1. It establishes a hierarchy in a multicat household.
Have you ever noticed that your cats will sometimes hiss at each other, then immediately proceed to groom each other? Cats tend to be moody, but the reason for this behaviour has more to do with establishing dominance. Feral cats and domestic cats alike are territorial creatures, and with territory comes a social hierarchy, even inside your house. In terms of grooming, animal ecologist Dr. Ruud Van den Bos, PhD, explained that it's "a way for cats to redirect pent-up aggression and to reaffirm dominance in a way that's far better than doing so through aggressive and even violent behaviours."
2. It's an instinctual sign of affection and protection.
Dr. Van den Bos also explained cats are taught from the moment they are born that grooming is a group activity. "This behavioural pattern would occur in groups under conditions in which it may be necessary to maintain bonds, in case of cooperative defence of resources, or communal nursing and raising of kittens," Dr. Van den Bos said. Right after they are born, a mother cat will begin grooming her kittens because ecologically speaking, the smells associated with a newborn kitten draw attention from predators. Grooming therefore becomes a way of exhibiting maternal affection and protection, and it is feline nature to continue this habit even through adulthood.
3. It's an effective way to clean hard-to-reach spots.
Allogrooming occurs more in overweight and arthritic cats simply because self-grooming is a lot more difficult. "To fully groom themselves — particularly along their topline — cats need to be able to perform astounding contortions. All that flexing and twisting is difficult, if not impossible," Colorado-based veterinarian Dr. Jennifer Coates, DVM pointed out. Allogrooming in this context clearly shows affection between two cats, but it's also a hygienic necessity for the overweight or arthritic one receiving the grooming.
4. It's a means of relaxing and reducing stress.
A cat's level of comfort is built on a routine that is predictable and consistent, meaning cats can easily become stressed and anxious when faced with anything unfamiliar or out of the ordinary. Grooming, especially allogrooming, functions as a coping mechanism for this, because licking releases endorphins. The cat who is initiating the grooming is usually the one in need of soothing, but cats will often take turns as well. Interestingly enough, it's almost always the male cats that initiate the grooming — more than 90 percent of the time, according to Dr. Van den Bos.
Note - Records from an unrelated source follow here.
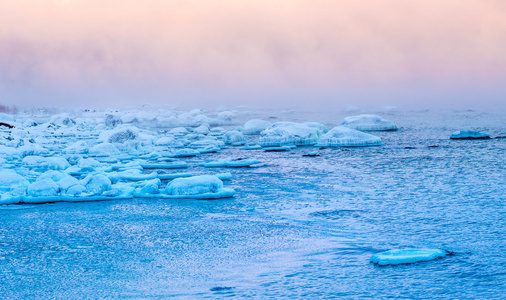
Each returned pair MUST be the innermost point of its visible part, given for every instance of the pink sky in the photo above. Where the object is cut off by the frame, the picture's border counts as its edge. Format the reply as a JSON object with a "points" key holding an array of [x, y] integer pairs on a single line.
{"points": [[237, 51]]}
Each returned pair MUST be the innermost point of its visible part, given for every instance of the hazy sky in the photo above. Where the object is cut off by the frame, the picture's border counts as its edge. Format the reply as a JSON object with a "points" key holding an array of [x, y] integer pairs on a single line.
{"points": [[209, 53]]}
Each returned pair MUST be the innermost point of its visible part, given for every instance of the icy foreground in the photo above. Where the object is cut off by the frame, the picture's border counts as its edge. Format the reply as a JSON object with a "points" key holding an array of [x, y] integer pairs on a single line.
{"points": [[368, 123], [341, 136], [95, 156], [469, 135], [407, 256]]}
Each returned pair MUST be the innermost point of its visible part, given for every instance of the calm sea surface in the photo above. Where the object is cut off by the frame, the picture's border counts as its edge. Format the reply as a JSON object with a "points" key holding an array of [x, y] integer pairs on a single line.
{"points": [[298, 227]]}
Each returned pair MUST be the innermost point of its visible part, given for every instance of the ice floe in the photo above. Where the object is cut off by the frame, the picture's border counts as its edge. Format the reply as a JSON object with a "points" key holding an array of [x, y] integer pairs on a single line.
{"points": [[231, 163], [368, 123], [341, 136], [469, 135], [407, 256], [199, 187], [288, 133], [255, 126]]}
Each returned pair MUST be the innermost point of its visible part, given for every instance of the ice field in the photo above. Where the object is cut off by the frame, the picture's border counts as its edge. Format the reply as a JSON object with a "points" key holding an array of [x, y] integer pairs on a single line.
{"points": [[261, 204]]}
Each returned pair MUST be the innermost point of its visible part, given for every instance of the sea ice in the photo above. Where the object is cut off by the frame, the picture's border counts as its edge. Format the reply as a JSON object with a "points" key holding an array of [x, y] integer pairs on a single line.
{"points": [[104, 149], [10, 180], [255, 126], [288, 133], [185, 152], [96, 184], [203, 185], [368, 123], [341, 136], [169, 142], [406, 256], [232, 163], [120, 134], [468, 135], [57, 163], [43, 188], [234, 137], [202, 129]]}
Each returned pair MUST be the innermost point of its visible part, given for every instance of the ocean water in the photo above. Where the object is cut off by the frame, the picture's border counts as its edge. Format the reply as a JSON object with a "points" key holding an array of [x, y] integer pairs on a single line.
{"points": [[298, 227]]}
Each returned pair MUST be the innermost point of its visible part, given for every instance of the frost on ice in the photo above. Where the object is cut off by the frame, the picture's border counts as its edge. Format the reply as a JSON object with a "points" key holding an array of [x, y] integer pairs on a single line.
{"points": [[341, 136], [407, 256], [469, 135], [288, 133], [368, 123], [198, 186]]}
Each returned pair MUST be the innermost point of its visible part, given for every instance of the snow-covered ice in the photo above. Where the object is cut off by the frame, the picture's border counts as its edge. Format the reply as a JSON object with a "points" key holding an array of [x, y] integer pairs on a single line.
{"points": [[289, 133], [368, 123], [341, 136], [407, 256], [469, 135], [255, 126]]}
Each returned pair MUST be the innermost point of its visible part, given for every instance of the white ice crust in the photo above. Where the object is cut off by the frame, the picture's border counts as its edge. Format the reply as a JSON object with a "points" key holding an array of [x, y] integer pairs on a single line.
{"points": [[341, 136], [368, 123]]}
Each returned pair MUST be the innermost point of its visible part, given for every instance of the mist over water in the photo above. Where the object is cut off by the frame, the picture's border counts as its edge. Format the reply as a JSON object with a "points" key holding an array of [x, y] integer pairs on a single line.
{"points": [[257, 53]]}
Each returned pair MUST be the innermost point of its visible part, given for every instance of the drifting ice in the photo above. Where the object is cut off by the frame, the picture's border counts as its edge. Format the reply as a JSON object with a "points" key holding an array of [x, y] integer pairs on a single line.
{"points": [[407, 256], [346, 137], [368, 123]]}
5. It's a cure for boredom.
Boredom, unfortunately, is a huge part of a cat's daily life, and sometimes allogrooming is just something to do to keep busy. "Outdoor cats spend much of their time hunting, avoiding danger, climbing, scratching, marking their territories, and just observing the world in which they live," Dr. Coates said. "Without access to these activities, indoor cats can become bored." There's only so much sleeping that a cat can do, and if an owner isn't there to play with them or let them explore the backyard, things get boring pretty fast. As a result, cats will sometimes turn to allogrooming to cure their boredom.
Watch carefully for excessive grooming, as it may be a sign of an underlying skin issue, but for the most part, grooming and allogrooming is simply what cats do to socialise. Just as dogs like to run around at the dog park, sniff each other's butts, and wag their tails, cats have their own ways of socialising, which Dr. Coates described as a "low-intensity level of social contact." If you live in a multicat household, you'll find that some of your cats are more social, while others are more introverted, and allogrooming can be a very telling indicator.